Numa resposta escrita enviada à agência Lusa, a EMEL aponta que este alargamento irá ser implementado em 2018, mas “a data exata de entrada em vigor destas medidas ainda não está definida”.

A extensão do horário da fiscalização do estacionamento para um período de 24 horas destina-se a zonas de estacionamento exclusivo para residentes”, lê-se no texto.

Ou seja, este alargamento estende-se a “todas as ruas que apresentem uma placa adicional ao sinal de estacionamento com essa informação”.
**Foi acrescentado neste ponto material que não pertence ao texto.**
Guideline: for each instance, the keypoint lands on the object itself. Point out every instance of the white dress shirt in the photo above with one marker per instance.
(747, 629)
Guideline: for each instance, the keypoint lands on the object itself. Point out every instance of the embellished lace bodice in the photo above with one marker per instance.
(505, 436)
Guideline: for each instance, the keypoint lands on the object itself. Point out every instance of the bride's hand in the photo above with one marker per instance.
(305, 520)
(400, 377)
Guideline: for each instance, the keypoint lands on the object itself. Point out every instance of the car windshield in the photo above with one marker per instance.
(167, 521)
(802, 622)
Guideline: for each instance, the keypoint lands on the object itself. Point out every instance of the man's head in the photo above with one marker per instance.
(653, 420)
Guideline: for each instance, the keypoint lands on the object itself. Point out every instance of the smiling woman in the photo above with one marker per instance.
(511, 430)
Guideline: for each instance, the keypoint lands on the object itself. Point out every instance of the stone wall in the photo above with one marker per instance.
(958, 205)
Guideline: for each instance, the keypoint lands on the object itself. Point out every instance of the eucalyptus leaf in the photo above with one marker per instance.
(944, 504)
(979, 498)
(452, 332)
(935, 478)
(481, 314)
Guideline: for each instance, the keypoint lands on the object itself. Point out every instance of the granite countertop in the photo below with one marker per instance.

Esta placa adicional exclui qualquer possibilidade de estacionamento a viaturas sem dístico válido de residente dessa zona”, aponta a mesma fonte, acrescentando que “as placas adicionais poderão comunicar um horário das 19:00 às 09:00 em que o estacionamento na via pública é reservado a residentes com dístico, mantendo-se o estacionamento tarifado no horário habitual”.

A EMEL vinca também que “não está previsto o alargamento de zonas com tarifa noturna“.

Quanto aos recursos utilizados para a fiscalização noturna, será utilizada “uma componente tecnológica de leitura ótica de matrículas, que não exige contratação de mais fiscais”.

Neste campo, a empresa admite que, “com a expansão prevista das áreas de intervenção da EMEL em 2018, poderão surgir mais áreas exclusivas a residentes que exigirão fiscalização noturna” e, nesse caso, “será feito o reforço da componente tecnológica com a aquisição de mais equipamentos”.

Uma vez que “só os residentes com dístico válido poderão estacionar na via pública nas referidas zonas”, a EMEL aproveita para chamar a atenção dos automobilistas “para terem o cuidado de verificar se existem ou não placas adicionais de zona exclusiva a residentes antes de efetuarem o estacionamento”.

Este alargamento da fiscalização é justificado pela empresa municipal de estacionamento da capital com a necessidade de responder “às necessidades identificadas nas diversas freguesias onde mais se faz sentir a procura de estacionamento noturno, com claro prejuízo para os residentes”.

O objetivo é defender os seus direitos de mobilidade e estacionamento”, salienta a nota.

A EMEL esclarece ainda que, no próximo ano, a sua intervenção “continuará a estar limitada às zonas concessionadas da cidade de Lisboa, com estacionamento ordenado e tarifado, de acordo com o plano de execução em curso”.

De acordo com o Plano de Atividades e Orçamento da empresa para 2017, ao qual a Lusa teve acesso, a EMEL espera “criar e gerir cerca de 20.000 novos lugares de estacionamento ordenado na via pública” até ao final do ano.

Para este ano está também previsto o desenvolvimento do “sistema de leitura ótica de matrículas”, refere o mesmo documento.